As frutas negras apresentam hoje aspectos de frutas mais cozidas e em compota, os taninos estão mais suaves e a elegância continua incrível.
O nariz continua mais intenso do que o paladar.
Sancerre, berço dos pinots noirs do Loire! Nem sempre fácil às cegas… exceto para os mais experientes, como Didier.
Muito bela expressão do pinot noir, trabalhado em biodinâmica: frutas crocantes, frescura e vigor — é um bouquet sedutor de groselha, amora e framboesa que se desprende plenamente. Toque de baunilha, toque especiado, belo comprimento! É muito bem elaborado. Sem grande complexidade, mas tudo está lá para apreciá-lo plenamente na degustação.

Magnífico pinot noir!
Cor límpida e pouco intensa com reflexos vermelho-vivos.
Um nariz com uma intensidade pronunciada em fruta — deliciamo-nos desde o início. Há também notas de estágio e de especiarias. Paleta aromática ampla, especiada, frutada, e taninos fundidos; a estrutura é sólida e muito agradável, com um pinot noir denso e poderoso.
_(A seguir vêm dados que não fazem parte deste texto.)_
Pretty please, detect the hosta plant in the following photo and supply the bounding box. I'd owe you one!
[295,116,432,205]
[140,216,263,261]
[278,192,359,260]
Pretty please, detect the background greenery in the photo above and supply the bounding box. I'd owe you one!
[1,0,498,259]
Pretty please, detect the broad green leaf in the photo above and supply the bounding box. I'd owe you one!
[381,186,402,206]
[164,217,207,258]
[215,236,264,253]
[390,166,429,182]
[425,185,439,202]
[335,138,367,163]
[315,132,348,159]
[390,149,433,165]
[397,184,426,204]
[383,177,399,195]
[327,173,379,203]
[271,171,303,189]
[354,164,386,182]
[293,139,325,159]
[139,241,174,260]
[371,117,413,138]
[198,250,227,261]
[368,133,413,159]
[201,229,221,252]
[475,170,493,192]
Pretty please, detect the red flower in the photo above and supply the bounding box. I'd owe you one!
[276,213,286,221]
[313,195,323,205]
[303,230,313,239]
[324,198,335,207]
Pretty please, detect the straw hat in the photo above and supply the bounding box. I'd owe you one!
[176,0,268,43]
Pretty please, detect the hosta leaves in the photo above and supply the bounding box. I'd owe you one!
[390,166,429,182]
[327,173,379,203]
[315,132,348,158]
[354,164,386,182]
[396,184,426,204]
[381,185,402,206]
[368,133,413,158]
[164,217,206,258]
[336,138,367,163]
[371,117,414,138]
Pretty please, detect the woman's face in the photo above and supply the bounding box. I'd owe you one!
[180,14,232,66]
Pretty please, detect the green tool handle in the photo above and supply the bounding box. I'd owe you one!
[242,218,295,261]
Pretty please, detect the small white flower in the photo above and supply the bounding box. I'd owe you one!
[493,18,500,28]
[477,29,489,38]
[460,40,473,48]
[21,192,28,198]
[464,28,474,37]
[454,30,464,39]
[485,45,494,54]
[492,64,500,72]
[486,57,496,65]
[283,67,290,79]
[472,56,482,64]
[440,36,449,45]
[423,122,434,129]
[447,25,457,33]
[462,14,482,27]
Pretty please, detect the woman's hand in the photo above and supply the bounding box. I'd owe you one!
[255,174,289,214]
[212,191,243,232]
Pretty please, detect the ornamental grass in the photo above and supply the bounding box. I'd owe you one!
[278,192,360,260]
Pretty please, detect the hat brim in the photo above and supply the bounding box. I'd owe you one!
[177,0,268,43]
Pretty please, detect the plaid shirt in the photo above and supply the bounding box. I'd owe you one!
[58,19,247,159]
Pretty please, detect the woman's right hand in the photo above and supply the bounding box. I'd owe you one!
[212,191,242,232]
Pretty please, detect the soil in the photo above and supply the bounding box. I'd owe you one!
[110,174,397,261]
Já conhecíamos os deliciosos vinhos de Claire Naudin — sua família (aqui seu pai) é igualmente mestre no assunto!
Éramos vários a querer provar os vinhos deste domínio trendy e com seu belo rótulo.
É um Châteauneuf du Pape que já bebe muito bem em 2022. Surpreendente.
Arthur e Hugo Mayard são dois irmãos que se descrevem como "camponeses vitivinicultores" e colocam a ênfase numa agricultura do vivo, recolocando o solo e as plantas no centro das suas práticas. Restituição de matérias orgânicas, poda suave, despampa, desponta severa, agrossilvicultura vitícola, vitipastoralismo, adaptação das castas aos solos, seleções massais… Combinação de todas as práticas tendência para vinhos naturais e biológicos que toda a gente quer ter.
Em todo caso, este vinho provém de vinhas velhas de Grenache, Mourvèdre, Cinsault e Syrah e já bebe muito bem 2 anos depois. Fineza e textura sedosa — sentimos os aromas de morango e de peônia de forma muito pronunciada. Taninos e equilíbrio agradáveis, um verdadeiro prazer!
Em todo caso, todos nós tínhamos vontade de prová-lo novamente, mas também de guardar uma garrafa na adega para degustar este vinho novamente daqui a alguns anos.
É raro beber um Trousseau tão envelhecido! Muito interessante e bom, mas infelizmente um pouco "passado"! Teríamos gostado de degustá-lo um pouco mais jovem.
No entanto, as notas terciárias do Trousseau são interessantes: ervas aromáticas, flores… Frutas em compota, uma delicadeza e uma bela amplitude, mantendo sempre um aspecto generoso! Lucien Aviet produz vinhos de Arbois muito belos no Jura, em tinto e em branco, e os preços são razoáveis para belas degustações!

Muito saboroso desde a sua juventude, poderá também ser degustado após 10 anos de adega! Belas notas de frutas vermelhas e pimenta, típicas das belas syrahs da denominação Saint Joseph, um belo equilíbrio entre fineza e mineralidade, perfeito com uma paleta de cordeiro de 7 horas para a Páscoa!
Não nos cansamos dele e não se muda uma equipe que vence! Perfeito no aperitivo, mais uma vez. O domínio Foillard no Beaujolais produz deliciosos Morgon, a começar por este, extremamente bem elaborado! Videiras de gamay com cerca de 50 anos, o nariz é bem frutado com notas intensas de ginja, a boca é pura e saborosa com um final fresco e aveludado. Felicidade simples e eficaz!
Mais um belíssimo vinho para o aperitivo. Proveniente de videiras jovens de Gamay, este vinho é muito acessível ao paladar e para o bolso: uma fruta explosiva e fresca muito bonita! Para beber jovem com os amigos. Lapierre, sempre um sucesso!